何となく、話し掛けて欲しくないような空気を感じたので、前を向き直して意見が纏まるのを待った。班は決まったが、それぞれが見学に行く場所決めはやはり纏まらずで、とうとう痺れを切らした先生がイッタと変わる。



結局場所はくじ引きで決める事になった。あれだけ騒いで話し合っていた時間は何だったのか、ものの数分で全てが決まりホームルームを終える。



皆が帰り支度をする中、僕はイッタに伸し掛かられ、身動きが取れない状態だった。細かく言うと、椅子に座ってる僕の背中にイッタが寄り掛かってきている状態。それも全体重で。そのせいで、僕は潰れたように机に伏せていた。



「ずりーよー!何で俺ら寺に行かなきゃなんねーんだよー」


「諦めろ。てか早くどいて」


「バレンシアオレンジ食いてー!」


「あーもう!ユウダイ、助けてくれ!」


「お、そういえばユウダイは?」


「え」



イッタがやっと体を離したので、もう潰されないよう急いで立ち上がる。



本当にユウダイはいつの間にか居なくなっていた。そこで昨夜のやり取りを思い出す。今日はバイト初日だから、急いでいたのかもしれない。だからちょっと苛々してたのかもな。そう思ったらホッとした。



僕が予想していた事じゃなくて良かった。僕はてっきり――。



「なあーんだよユウダイの奴!水臭い奴だなあ!挨拶くらいしろっつーの」



気付けばイッタが他のクラスメイトの所に居る。どうやらユウダイは帰ったと聞いたようで、大声で不満を露わにしていた。かばんを手にし、イッタのもとまで行って背中を軽く叩く。

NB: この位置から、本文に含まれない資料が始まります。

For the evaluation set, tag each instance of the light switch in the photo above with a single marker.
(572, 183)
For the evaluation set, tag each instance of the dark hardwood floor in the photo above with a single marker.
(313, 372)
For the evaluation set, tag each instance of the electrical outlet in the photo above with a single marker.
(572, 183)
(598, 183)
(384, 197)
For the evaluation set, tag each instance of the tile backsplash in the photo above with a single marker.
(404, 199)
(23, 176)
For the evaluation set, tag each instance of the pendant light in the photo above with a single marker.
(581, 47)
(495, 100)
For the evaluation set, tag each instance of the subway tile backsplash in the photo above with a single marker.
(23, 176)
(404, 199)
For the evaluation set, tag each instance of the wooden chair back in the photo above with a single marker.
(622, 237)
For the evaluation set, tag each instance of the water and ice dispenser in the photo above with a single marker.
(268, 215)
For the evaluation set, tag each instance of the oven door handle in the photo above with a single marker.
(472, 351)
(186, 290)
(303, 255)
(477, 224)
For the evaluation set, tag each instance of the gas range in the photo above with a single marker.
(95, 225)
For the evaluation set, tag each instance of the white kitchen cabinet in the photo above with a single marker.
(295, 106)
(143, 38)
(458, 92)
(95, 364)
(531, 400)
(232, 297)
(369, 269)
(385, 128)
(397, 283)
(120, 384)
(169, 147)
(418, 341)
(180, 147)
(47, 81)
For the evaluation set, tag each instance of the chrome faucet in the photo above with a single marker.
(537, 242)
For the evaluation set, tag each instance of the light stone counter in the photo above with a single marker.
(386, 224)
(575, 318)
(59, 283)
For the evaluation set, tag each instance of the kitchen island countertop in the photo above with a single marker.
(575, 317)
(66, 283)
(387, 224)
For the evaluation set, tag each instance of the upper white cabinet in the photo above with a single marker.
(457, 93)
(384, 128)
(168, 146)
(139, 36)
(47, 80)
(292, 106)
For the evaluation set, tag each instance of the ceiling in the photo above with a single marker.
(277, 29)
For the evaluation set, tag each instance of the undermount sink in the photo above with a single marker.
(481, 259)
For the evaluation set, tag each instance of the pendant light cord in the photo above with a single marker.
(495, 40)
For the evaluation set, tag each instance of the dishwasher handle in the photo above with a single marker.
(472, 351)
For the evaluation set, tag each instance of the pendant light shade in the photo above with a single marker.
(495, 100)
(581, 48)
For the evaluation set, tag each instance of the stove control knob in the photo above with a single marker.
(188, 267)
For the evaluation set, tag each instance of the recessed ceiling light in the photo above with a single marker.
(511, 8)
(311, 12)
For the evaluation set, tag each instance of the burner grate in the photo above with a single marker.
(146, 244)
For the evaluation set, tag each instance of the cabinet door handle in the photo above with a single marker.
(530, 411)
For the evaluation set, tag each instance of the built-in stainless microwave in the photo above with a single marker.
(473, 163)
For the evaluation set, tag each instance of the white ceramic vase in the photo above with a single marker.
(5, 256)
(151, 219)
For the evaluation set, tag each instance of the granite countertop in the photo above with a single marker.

「何か用があったんじゃん?僕もあれに行かないとならないから、途中まで一緒に帰ろう」



イッタはふて腐れた顔をしたまま、黙って自分のかばんを取りに行く。そして戻ってくると、ため息交じりに言った。



「なんかユウダイよお、最近避けてないか?」


「そう?気のせいでしょ」


「もともと情緒不安定なとこあったけど、今回はなーんか変なんだよなー。俺なんかしたかなー」



イッタは子供っぽくて神経図太そうなのに、何気に繊細だったりもする。そんな時はガラじゃないけど、ポジティブな意見を返す事にしていた。



「気のせい気のせい。何かしたとしたら、あのイビキだろうな。あれは人を狂わすほどの破壊力を持ってるから」



これでもポジティブなつもり。



「えー、イビキなんて皆すんだろー?」


「しない。それにイッタは皆が寝る前に即行で寝るから、その意見に信憑性が全くない」


「あはは、言えてる!おまえ頭良いなー!」


「それは頭良いとは言えませんが」


「真面目かおまえ!」



さっきまで顔色が曇っていたけど、瞬時にげらげらと笑いだした。



その後、再びバレンシアオレンジの農園に行けない事に対しての悔みを永遠と聞かされた。聞いてる途中で、今日はもう完全に遅刻だと思い諦める。何本か電車を逃した所で、半ば強引にイッタと別れた。